Mea Culpa
I messed up with my New Years resolution by letting an initially well-intentioned question turn into commentary about another person’s life. I don’t think it was thoroughly unkind, and it was true but I am stuck on the “is it necessary” and the answer is, no. It was not necessary. Which makes me think of the narrow gate.“Enter through the narrow gate; for the gate is wide and the road broad that leads to destruction, and those who enter through it are many. How narrow the gate and constricted the road that leads to life. And those who find it are few.” Matthew 7:13
It is so true, isn’t it? It is so easy to follow the easy path of judgement and commentary. Much harder to simply stay quiet and keep your thoughts to yourself. Such a slippery slope. But I know that what the conversation turned into was my doing and I know that it wasn’t what I really intended…and so it was wrong. Mea Culpa…for realsies.Heaven knows, I will not be close to getting this New Years resolution right most of the time, but I want to try again. So here we go…

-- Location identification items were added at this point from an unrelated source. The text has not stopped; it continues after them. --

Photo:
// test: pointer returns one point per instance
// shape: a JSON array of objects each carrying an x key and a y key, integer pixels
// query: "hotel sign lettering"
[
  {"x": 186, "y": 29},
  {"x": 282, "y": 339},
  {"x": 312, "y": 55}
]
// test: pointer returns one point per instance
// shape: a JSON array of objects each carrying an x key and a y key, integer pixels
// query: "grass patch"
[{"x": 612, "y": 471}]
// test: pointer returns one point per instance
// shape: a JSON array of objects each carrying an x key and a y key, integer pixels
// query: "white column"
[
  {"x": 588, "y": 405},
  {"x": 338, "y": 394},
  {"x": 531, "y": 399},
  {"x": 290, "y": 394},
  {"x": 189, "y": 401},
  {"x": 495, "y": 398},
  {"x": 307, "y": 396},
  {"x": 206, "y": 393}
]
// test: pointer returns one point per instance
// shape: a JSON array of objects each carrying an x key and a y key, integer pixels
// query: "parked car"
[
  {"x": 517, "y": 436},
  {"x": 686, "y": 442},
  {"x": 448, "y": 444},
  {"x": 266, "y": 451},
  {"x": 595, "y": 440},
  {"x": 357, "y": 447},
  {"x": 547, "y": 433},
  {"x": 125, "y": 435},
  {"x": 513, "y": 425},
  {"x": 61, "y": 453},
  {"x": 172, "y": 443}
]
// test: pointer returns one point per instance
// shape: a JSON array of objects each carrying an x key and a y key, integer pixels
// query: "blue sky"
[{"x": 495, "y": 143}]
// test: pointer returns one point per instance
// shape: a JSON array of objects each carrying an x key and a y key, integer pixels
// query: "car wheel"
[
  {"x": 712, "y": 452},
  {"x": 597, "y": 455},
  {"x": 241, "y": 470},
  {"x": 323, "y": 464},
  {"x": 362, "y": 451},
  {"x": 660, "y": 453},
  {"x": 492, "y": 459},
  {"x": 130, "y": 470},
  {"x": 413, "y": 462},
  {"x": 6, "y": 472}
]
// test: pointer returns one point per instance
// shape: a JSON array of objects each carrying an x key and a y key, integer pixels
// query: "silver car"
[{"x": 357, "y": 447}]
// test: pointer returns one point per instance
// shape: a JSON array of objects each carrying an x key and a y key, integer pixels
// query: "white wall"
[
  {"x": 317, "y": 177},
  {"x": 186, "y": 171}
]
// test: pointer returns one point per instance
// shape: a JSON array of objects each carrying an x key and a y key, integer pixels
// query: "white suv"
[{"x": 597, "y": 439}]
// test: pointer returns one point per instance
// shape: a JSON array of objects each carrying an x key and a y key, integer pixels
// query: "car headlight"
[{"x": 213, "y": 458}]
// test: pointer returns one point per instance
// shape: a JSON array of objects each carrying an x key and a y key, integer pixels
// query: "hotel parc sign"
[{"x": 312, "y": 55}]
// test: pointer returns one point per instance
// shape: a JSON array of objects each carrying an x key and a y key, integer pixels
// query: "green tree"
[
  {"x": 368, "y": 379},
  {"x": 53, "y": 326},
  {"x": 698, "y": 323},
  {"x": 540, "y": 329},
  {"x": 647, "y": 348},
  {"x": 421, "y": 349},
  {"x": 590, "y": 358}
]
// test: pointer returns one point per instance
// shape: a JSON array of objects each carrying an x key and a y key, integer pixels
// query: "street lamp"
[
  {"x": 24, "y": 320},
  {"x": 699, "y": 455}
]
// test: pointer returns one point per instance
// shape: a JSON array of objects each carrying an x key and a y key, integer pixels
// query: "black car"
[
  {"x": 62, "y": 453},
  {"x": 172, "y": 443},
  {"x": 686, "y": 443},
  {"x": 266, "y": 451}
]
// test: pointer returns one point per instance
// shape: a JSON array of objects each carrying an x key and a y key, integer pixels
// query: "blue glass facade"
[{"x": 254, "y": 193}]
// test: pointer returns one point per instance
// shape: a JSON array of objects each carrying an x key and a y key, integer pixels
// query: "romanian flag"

I don’t believe that God expects us to be perfect. It is enough on our journey to realize that we make mistakes and to try to improve. I see great humility in your post and I also see God looking at you with great love and compassion. Blessings.
Thank you Lynda, and I agree that there is no perfection. I also know that God knows who I am often better than I do. But it interferes with my peace to go off track and it is good for me to call myself on it. But I absolutely take your words as solace. Thank you.